Try - You all, y’all, everybody, folks, people, kin, friends, hey team, everyone.
lame, retarded, stupid, dumb
Ableist and potentially harmful to people with mental health challenges or mental disabilities. When used against self (“I’m so stupid”) perpetuates oppressive self-harm.
Try - Disappointing, uncomfortable, annoying, poorly made, unclear, mistakes were made, confusing, draconian, obtuse, uninformed.
rule of thumb
Domestic violence - males were legally allowed to beat their wives if the stick they used was thinner than the width of the husband’s thumb.
Try - Rule of measurement, guiding principles, guideline, aspiration.
deadline
Violence, etymologically related to a Civil War practice of killing imprisoned people who crossed a physical line in the prison yard.
Try - Due date, completion date, goal end date.
you’re crazy, she’s so wild, that’s mental
Ableist when used to describe someone with a mental disability or neurodivergence. Pathologizes behaviors outside the narrow band of “normal.” Demonizes nonconformity, autonomy, and creativity. Considers our essential nature a deviation, something to be conquered and controlled. Glorifies colonization, conformity, obedience, and domesticity.
Try - Unbelievable, I wasn’t expecting that, that’s unusual to me, that’s mysterious to me, I don’t know how to respond, I find this behavior or experience frightening.
like a boss
Glorifies hierarchy and inequity, connected to Dutch word for master.

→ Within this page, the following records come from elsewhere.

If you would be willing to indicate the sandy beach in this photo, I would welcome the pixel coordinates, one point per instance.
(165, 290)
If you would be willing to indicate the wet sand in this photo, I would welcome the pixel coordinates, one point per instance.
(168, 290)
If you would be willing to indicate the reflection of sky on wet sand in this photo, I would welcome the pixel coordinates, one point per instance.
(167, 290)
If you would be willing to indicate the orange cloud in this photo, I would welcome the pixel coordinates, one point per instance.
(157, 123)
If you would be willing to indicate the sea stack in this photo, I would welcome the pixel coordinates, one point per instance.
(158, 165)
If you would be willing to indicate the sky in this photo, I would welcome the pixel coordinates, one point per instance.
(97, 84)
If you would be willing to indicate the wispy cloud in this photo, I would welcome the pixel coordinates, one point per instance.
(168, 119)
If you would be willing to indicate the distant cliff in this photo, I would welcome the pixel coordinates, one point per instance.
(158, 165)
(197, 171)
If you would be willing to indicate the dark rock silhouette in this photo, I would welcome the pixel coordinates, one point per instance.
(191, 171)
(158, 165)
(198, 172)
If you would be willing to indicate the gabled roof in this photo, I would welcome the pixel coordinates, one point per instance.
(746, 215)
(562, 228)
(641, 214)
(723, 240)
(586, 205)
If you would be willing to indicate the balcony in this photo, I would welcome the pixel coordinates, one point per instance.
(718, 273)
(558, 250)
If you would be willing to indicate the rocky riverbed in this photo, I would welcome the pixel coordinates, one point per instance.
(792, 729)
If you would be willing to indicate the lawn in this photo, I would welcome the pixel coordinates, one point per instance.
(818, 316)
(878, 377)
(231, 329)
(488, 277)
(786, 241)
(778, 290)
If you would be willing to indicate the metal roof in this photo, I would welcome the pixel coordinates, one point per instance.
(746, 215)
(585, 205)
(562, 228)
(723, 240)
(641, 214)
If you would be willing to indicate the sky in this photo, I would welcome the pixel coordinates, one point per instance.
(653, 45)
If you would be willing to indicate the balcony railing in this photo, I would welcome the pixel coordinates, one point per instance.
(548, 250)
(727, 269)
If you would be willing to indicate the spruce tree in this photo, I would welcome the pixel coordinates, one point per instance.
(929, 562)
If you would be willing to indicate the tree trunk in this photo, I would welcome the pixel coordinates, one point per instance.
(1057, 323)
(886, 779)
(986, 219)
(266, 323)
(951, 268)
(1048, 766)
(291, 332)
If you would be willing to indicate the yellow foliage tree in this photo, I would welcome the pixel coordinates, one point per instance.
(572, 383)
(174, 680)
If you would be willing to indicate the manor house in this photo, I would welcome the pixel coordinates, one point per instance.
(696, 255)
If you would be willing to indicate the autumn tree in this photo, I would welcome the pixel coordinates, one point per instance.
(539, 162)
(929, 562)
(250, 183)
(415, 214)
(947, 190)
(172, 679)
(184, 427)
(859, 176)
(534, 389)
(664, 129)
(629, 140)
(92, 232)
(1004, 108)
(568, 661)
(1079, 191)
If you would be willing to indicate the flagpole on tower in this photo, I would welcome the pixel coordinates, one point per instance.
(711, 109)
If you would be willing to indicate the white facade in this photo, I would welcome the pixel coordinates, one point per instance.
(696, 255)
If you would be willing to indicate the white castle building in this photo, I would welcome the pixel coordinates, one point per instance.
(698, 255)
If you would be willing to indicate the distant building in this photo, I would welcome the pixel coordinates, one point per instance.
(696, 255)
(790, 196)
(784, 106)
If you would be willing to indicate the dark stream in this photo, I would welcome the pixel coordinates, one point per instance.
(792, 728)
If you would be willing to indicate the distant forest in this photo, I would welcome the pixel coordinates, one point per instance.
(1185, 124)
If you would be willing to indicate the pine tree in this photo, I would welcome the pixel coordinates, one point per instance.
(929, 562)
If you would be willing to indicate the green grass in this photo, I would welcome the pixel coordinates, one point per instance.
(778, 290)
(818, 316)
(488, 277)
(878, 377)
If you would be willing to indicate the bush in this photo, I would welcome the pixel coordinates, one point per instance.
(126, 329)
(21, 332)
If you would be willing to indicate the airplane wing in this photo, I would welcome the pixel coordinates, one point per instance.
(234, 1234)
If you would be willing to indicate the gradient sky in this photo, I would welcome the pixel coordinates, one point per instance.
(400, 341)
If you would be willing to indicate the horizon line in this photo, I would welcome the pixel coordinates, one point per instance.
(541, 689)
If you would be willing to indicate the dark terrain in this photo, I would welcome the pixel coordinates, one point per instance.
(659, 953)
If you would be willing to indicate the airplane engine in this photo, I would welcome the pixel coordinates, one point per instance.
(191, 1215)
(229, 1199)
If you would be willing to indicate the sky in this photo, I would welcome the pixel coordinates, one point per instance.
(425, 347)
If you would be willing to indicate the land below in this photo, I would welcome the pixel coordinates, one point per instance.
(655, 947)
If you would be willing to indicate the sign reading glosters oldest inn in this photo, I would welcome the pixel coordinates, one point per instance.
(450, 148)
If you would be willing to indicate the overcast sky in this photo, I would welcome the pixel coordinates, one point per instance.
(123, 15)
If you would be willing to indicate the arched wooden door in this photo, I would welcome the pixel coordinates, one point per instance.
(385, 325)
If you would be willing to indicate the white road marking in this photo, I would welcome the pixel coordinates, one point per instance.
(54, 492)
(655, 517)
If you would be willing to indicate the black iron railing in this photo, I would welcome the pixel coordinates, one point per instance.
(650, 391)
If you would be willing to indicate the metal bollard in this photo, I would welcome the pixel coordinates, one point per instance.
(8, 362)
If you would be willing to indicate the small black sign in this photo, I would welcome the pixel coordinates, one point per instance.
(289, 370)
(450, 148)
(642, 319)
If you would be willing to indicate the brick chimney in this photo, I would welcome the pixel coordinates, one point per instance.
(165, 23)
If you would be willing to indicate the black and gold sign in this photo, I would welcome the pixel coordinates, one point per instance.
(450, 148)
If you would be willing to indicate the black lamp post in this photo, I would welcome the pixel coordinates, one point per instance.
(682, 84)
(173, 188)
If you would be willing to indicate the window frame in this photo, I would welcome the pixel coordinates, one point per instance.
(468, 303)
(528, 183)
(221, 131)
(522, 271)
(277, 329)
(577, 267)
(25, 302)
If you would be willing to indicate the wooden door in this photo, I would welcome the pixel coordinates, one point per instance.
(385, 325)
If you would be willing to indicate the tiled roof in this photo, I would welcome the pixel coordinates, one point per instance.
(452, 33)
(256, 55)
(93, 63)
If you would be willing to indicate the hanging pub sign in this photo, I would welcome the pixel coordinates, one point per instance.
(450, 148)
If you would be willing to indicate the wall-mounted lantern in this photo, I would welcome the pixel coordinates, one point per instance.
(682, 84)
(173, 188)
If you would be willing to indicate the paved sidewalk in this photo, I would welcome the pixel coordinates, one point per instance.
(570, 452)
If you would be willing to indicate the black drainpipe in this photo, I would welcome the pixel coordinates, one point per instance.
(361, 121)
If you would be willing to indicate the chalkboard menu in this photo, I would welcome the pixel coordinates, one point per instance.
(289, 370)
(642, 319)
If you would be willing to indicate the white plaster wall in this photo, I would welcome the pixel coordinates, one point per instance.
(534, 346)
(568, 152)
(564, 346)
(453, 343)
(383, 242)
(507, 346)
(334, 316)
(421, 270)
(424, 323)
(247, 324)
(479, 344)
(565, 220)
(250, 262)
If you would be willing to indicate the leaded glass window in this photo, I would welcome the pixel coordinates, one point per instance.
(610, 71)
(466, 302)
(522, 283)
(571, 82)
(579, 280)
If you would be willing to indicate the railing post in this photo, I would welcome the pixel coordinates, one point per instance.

Try - Skillfully, with authority.
that sucks, that blows, that’s shitty
Turns bodily processes into insults and the body into an object of derision. Demeans people who engage in oral sex. Disconnects us from and creates judgments about our intestines, genitals, and by extension pleasure, birth, and defecation.
Try - that’s not what you wanted, that’s disappointing, I feel disappointed.
slaving away
Belittles the experience of enslaved people, conflates all tedious or challenging labor with slavery, disempowers speaker - that they were forced to work rather than chose it. Unless it is actually forced labor.
Try - Toiling, working hard, laboring, working with commitment.
asshole, pussy, dick, that’s a bummer
Using body parts as insults. Debasing the body as something bad and separate from the true self, then associating parts of that seemingly separate body with negative, thoughtless, violent, harmful, and/or cowardly actions.
Try - That felt like misogyny. I feel taken advantage of. That was dangerous. I feel unsafe. Rather than insulting a person, name the impact of their actions: “this is the harm you caused…”
classy
Conflates one’s class status with level of worth, attractiveness, intelligence, aesthetic elegance, confidence, and other markers assumed to be positive and/or superior.
Try - Confident, affluent, considerate, elegant, thoughtful, studied, aesthetically pleasing.
landlord
Feudal term associated with nobility, lords and ladies. The idea that someone can own land is a construct separating humans from the rest of nature and maintains class-based exploitation.
Try - Caretaker, person responsible for.
white (as a racial descriptor)
The conflation of white with good, positive, clean. Also, the general assumption that a person referred to without naming their race is white.
Try - Specifically naming their cultural inheritance, descendants of Europeans, or white-bodied.
slurs as belonging tools
While historically we have claimed words used to insult our ethnicity or orientations to reduce the pain and empower ourselves, the words still have harmful and disrespectful roots.
Try - Family, fam, comrade, sibling, cousin, co-conspirator.
sarcasm
Root word means “to tear flesh,” hides contempt, rage, disappointment, and sadness.
Try - Be direct and earnestly name your feelings.
normal
False reality, strengthens the idea there is a single right way.
Try - Common, typical, standard.
We are weaving a new tapestry of connection, one thread, one word at a time. Dare you choose material that will hold water and rainbow skin, feather and disability, treebark and body part with the same wholehearted care?